En aquel entonces, algunas variables centrales para las finanzas públicas de nuestro país se ubicaban en un contexto muy diferente al que observamos por ejemplo; sin mencionar que de acuerdo con su evolución reciente, es probable que se muevan aun más. Me refiero concretamente al precio del petróleo, respecto del que el 30 de abril del 2013 el barril de crudo Brent se cotizó en el mercado spot en 102.88 dólares. Ese mismo indicador se ubicó en 28.69 dólares por barril, lo que significa una caída acumulada de 72% en apenas 21 meses. Cabe mencionar que los pronósticos apuntan a que la cotización de este tipo de crudo disminuirá aun más hacia fines de este año y principios del próximo, y que a partir de ahí la recuperación será relativamente lenta.

En aquel momento podría considerarse que el gobierno de México estaba en una posición cómoda para entregar una porción del espectro radioeléctrico de enorme valor por el apetito que despierta entre los operadores de telecomunicaciones móviles, en cualquier parte del mundo , pues el precio del petróleo no representaba una posible contingencia para el flujo de ingresos del gobierno federal.
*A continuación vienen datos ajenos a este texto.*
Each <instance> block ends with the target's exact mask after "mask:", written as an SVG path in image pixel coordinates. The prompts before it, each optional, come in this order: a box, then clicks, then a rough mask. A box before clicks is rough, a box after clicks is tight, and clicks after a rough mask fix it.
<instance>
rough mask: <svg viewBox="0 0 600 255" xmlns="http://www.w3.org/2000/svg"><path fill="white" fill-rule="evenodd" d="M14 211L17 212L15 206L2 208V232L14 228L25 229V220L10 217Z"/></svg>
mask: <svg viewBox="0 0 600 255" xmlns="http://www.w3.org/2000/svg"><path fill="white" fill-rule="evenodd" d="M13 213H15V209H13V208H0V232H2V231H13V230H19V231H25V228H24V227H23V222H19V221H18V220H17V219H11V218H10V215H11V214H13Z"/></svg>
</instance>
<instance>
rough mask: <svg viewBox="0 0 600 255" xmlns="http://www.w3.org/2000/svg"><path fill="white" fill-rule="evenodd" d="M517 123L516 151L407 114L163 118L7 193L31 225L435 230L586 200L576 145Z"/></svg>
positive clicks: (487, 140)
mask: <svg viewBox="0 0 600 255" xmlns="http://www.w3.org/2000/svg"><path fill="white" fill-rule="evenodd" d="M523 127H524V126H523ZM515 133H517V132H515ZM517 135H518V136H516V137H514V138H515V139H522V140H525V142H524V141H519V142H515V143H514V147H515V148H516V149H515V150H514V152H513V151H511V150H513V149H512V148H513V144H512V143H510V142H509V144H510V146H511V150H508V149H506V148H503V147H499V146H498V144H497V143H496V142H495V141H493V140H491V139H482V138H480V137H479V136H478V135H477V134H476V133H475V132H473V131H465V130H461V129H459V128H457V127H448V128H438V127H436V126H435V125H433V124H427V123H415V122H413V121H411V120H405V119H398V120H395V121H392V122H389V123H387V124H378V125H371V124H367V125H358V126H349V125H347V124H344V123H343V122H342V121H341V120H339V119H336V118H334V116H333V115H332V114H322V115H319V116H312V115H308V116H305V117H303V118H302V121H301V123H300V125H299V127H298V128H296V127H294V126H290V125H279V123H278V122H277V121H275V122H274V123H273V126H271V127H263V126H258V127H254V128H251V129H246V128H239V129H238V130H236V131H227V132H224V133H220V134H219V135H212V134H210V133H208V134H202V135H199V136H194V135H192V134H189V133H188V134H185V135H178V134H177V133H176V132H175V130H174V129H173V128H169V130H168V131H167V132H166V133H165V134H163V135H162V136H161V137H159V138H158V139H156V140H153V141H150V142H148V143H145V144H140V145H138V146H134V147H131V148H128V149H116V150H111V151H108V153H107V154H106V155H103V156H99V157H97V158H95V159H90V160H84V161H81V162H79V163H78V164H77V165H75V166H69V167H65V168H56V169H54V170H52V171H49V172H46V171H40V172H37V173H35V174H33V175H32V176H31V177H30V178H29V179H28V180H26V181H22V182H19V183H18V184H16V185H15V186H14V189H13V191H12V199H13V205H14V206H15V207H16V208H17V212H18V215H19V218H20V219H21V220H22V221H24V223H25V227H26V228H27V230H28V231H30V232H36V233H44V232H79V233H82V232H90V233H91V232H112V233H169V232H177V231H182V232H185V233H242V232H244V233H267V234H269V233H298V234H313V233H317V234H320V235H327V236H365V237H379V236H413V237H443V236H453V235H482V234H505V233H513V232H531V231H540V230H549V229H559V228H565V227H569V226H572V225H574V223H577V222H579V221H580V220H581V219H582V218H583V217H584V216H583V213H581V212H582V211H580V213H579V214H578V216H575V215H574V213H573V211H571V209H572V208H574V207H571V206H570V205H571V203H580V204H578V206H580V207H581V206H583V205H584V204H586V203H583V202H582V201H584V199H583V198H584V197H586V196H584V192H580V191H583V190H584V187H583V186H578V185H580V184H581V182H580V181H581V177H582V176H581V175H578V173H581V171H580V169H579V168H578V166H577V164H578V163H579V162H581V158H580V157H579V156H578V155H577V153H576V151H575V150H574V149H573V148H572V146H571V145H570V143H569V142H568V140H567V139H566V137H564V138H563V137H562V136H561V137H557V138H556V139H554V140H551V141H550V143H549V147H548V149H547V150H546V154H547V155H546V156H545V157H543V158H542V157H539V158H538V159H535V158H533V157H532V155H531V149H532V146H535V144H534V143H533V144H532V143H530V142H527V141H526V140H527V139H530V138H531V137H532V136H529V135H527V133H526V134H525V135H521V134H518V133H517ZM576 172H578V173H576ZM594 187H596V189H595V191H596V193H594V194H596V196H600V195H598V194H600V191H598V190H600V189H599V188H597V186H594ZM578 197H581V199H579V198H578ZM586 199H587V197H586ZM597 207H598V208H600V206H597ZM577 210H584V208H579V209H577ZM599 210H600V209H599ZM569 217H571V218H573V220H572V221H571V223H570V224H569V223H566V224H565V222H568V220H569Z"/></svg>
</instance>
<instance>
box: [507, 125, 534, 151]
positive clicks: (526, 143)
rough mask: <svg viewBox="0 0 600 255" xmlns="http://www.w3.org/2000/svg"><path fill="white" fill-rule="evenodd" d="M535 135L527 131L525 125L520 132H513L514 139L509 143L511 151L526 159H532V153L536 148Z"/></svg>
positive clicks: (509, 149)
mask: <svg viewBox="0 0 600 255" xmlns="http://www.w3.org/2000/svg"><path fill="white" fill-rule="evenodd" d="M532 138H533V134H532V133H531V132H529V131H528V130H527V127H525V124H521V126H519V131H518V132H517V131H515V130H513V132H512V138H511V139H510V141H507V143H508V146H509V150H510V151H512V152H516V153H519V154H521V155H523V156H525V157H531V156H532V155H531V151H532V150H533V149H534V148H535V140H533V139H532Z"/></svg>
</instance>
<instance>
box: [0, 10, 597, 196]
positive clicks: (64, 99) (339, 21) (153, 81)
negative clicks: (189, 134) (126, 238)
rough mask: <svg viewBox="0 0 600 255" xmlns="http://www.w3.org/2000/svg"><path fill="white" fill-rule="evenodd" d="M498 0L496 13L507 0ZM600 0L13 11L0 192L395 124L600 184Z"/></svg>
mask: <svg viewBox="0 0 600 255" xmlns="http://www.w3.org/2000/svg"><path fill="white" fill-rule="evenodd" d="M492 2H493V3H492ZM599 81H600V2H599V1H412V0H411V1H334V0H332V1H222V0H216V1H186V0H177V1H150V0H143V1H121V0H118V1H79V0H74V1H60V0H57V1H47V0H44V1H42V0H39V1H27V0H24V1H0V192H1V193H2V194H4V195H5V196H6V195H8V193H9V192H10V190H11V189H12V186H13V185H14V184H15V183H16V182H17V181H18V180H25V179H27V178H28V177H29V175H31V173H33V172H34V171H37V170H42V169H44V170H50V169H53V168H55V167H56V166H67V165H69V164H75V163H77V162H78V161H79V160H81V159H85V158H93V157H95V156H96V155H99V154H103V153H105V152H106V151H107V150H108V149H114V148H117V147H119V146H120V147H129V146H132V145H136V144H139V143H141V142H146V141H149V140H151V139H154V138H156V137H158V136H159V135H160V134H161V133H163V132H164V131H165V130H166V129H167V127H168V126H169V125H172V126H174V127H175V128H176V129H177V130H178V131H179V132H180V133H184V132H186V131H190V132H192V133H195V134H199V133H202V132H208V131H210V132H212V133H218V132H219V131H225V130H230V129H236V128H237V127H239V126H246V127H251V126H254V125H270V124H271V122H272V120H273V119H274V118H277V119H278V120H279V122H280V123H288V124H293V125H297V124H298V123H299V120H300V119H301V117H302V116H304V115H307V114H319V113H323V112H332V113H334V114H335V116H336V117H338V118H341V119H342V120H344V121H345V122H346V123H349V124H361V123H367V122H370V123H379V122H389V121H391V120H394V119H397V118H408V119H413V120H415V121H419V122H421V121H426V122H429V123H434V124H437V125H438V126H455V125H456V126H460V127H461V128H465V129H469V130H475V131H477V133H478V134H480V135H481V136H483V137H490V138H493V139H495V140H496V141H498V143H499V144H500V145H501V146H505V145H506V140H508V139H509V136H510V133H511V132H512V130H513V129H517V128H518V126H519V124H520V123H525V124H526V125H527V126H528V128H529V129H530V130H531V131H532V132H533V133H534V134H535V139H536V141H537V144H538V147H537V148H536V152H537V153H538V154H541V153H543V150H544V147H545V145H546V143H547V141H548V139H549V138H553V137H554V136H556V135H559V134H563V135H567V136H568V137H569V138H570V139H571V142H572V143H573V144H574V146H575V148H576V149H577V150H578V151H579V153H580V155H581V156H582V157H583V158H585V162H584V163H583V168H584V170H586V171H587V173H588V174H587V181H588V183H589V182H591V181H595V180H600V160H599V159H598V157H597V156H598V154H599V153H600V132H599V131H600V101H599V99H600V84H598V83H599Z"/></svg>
Si bien es cierto que la reforma hacendaria del 2013 mejoró la estructura de ingresos del gobierno federal de manera sustancial, también lo es que fue muy oportuna, pues ayudó al gobierno a compensar la importante caída por ingresos petroleros.

Ahora bien, en este momento, los ingresos que el erario federal podría recibir por concesionar vía concurso público a diversos concesionarios las frecuencias de la banda de 700 MHz representarían un ingreso nada despreciable que también contribuiría a compensar la caída de los ingresos petroleros. Si a esto agregamos que la evolución prevista para la cobertura territorial dentro del proyecto de red compartida que explotará esta banda no es muy distinto del que podría exigirse a operadores privados, se puede pensar que el costo de oportunidad para el erario federal de asignar este valioso recurso a este proyecto es muy alto.

Por otra parte, es indispensable no perder de vista que en el mismo lapso de 21 meses referido arriba, los bonos del gobierno de Estados Unidos a 10 años, pasaron de cotizarse con una tasa de interés de 1.70%, a una tasa de 2.03%, un incremento de 19.4% en ese periodo. Ante un incremento en esta tasa, cualquier proyecto de inversión evaluado en este lapso de tiempo se enfrenta a una complicación seria, sobre todo si un bono con un casi nulo nivel de incertidumbre está pagando mayores rendimientos.

Entonces, por un lado está el elevado costo de oportunidad que sufrirá el erario federal derivado de la obligación de desplegar la red compartida que quedó incorporada en la Constitución, como resultado de una exigencia del Partido Acción Nacional, y por otro, el mayor grado de incertidumbre por invertir en proyectos de infraestructura de largo plazo frente a la evolución de los mercados de bonos para los próximos meses. Todo esto significa que la red compartida en la banda de 700 mHz enfrenta un escenario cada vez más complicado.

*El autor es senador de la República.